Again, looking to New York and in particular, the PSC’s REV Order Adopting a Ratemaking and Utility Revenue Model Policy Framework, May, 2016 we see that data falls under REV’s definition of Platform Service Revenues (PSRs) e.g. PSRs can be earned by utilities through their provision of Distributed System Platform (DSP) services. The idea being that increased PSRs would encourage utilities to support access to their systems by DER providers, and offset required base revenues derived from ratepayers. The ultimate purpose of the transition is to create “a business and regulatory model where utility profits are directly aligned with market activities that increase value to customers”. To that, they give the example of a competitive value-added service in the provision of data analysis. According to the PSC, in this example, there could be three types of services associated with data, with three different types of regulatory treatment.

  • First, in the context of the order and the DSIP, utilities will be required to make some level of data available to customers and to third parties, at no cost (aligned to the definition of basic data explained in our framework).
  • In cases where customers request information that is more detailed and/or more frequent than basic required data, utilities could supply this value-added data for a nominal fee. This second type of service – additional data – would derive directly from the monopoly function and be treated as a PSR. (aligned to the definition of value added data in our framework)
  • In the third case, utilities may perform analysis of customer-specific data, and provide recommendations based on that analysis, conditioned on utilities implementing tools to allow customers to easily share their usage data with third-party vendors including firms providing data analysis (again, aligned to the definition of value added data in our framework). This third type of service – analysis and recommendation – would be competitive.  

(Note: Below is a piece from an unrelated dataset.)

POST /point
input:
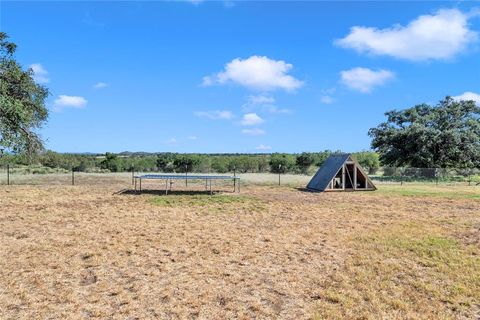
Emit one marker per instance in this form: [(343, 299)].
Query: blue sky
[(239, 76)]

With this approach in mind as well as the framework outlined in this piece, an initial overview of the types of data and what could be monetized by utilities is emerging, the more difficult question however, lies in determining the ‘real’ value for that data and the fee-based structure that is needed for utilities to monetize utility data resources.

Looking Ahead - Fee-based structures for value-added data services

Overall, utilities across the country should begin to explore alternative means of utilizing fee-based structures for value-added data services. However, in order to begin assessing this and forming a broader view, utilities should first assess all of their data in a basic and value added framework to identify the overall opportunity. This may result in the utilities developing fees for data that had previously been provided at no additional charge. Similarly, as is the case in New York, utilities may also leave open the possibility that what may presently be characterized as value-added data may become part of basic data in the future. It will also serve utilities well to look to other industries where well defined models and B2B partnerships to process, transact and ultimately monetize data exists. Ultimately, these steps may well lead to a large and timely Utility Data as a Service (UDaaS) opportunity.